Proponho considerar o ataque de Trump contra a Venezuela partir de três perspetivas que convergiram para este desenlace anunciado:
A prioridade absoluta que o capitalismo mais brutal, nesta fase da história, confere à produção, exportação e queima de petróleo como motor de crescimento da economia.
Em segundo lugar, a negação de toda a investigação científica que aponta para consequências devastadoras para a sobrevivência humana, em resultado da queima de combustíveis fósseis.
Em terceiro lugar, o desprezo absoluto pelos direitos dos povos à autodeterminação, sempre que os seus territórios sejam uma fonte de recursos naturais ou tenham uma localização geoestratégica relevante para o apetite expansionista do capital.
Na minha opinião, existe à escala global um polígono político de quatro vértices, localizados em Moscovo, Pequim, Telavive e Washington. Cada um destes vértices é o centro de uma estrutura de poder autoritária, antidemocrática, que despreza em absoluto os direitos humanos, e que revela uma ambição desmedida de expansão territorial. A Venezuela é, por estes dias, a ponta do iceberg.
Apesar de, em 2025, os Estados Unidos terem sido o maior produtor mundial de petróleo, a verdade é que o petróleo que produzem tem uma composição bioquímica que o classifica como um petróleo leve, o que obriga a indústria a importar petróleo pesado.

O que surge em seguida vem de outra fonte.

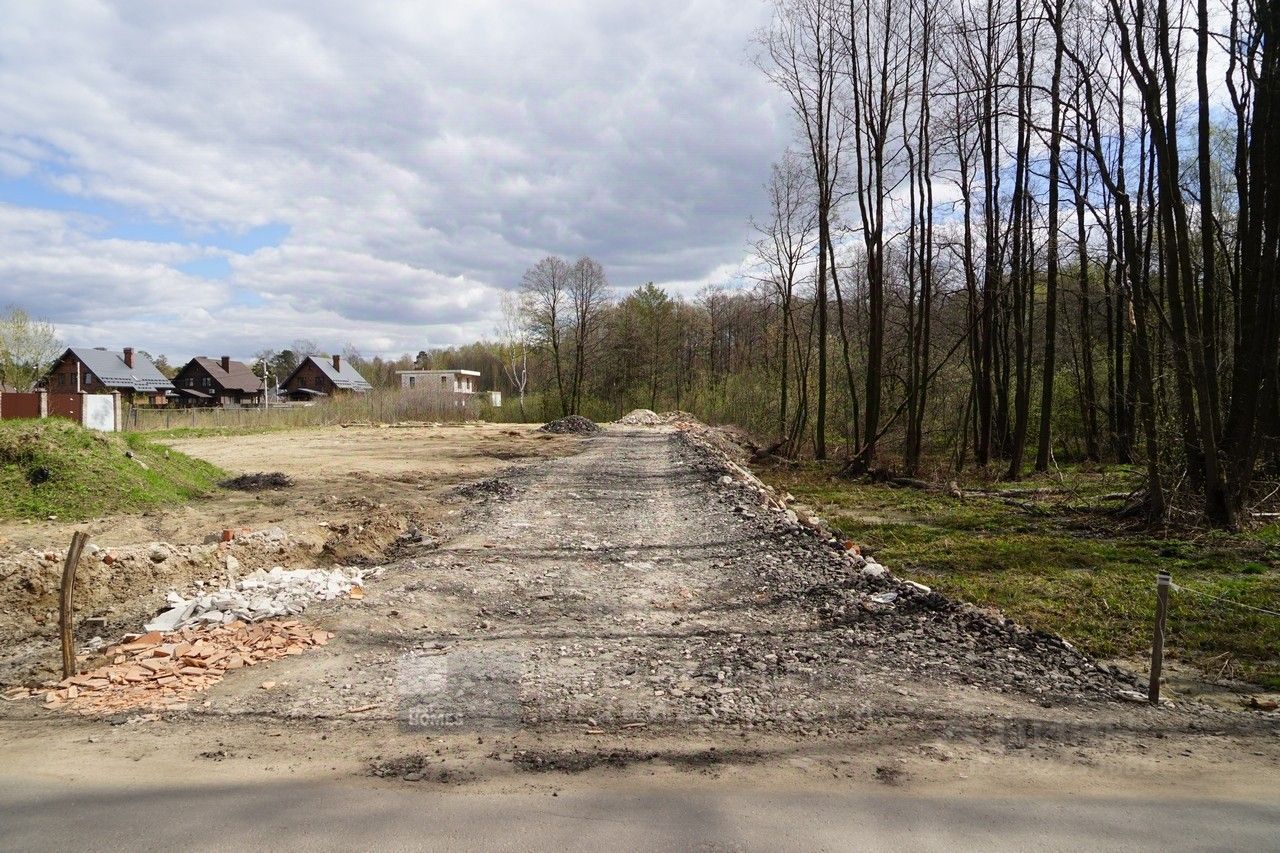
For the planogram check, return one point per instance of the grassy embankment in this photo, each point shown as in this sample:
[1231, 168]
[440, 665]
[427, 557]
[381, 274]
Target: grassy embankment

Por seu lado, a Venezuela é detentora das maiores reservas mundiais de petróleo pesado. As reservas de petróleo na Venezuela são maiores do que as da Arábia Saudita.
Durante o século XX, as petrolíferas americanas controlavam toda a extração de petróleo na Venezuela, mas depois da Revolução Bolivariana, as empresas americanas, nomeadamente a Exxon e a ConocoPhillips abandonaram o país. A exceção foi a Chevron, que, ao longo dos anos, foi navegando entre a complacência do governo venezuelano e o apoio do governo americano, e que mais recentemente, num esforço de lobbying, conseguiu o apoio de Trump.
Sem tecnologia própria, a Venezuela de Chávez e Maduro sempre dependeu de terceiros para a exploração do petróleo, mais recentemente, refugiou-se no apoio da China. O governo chinês partilha da ambição expansionista, da gula pelo crescimento, da indiferença pelos direitos humanos mais elementares, dos seus parceiros no xadrez político global. A diferença reside na sua maior dissimulação tática.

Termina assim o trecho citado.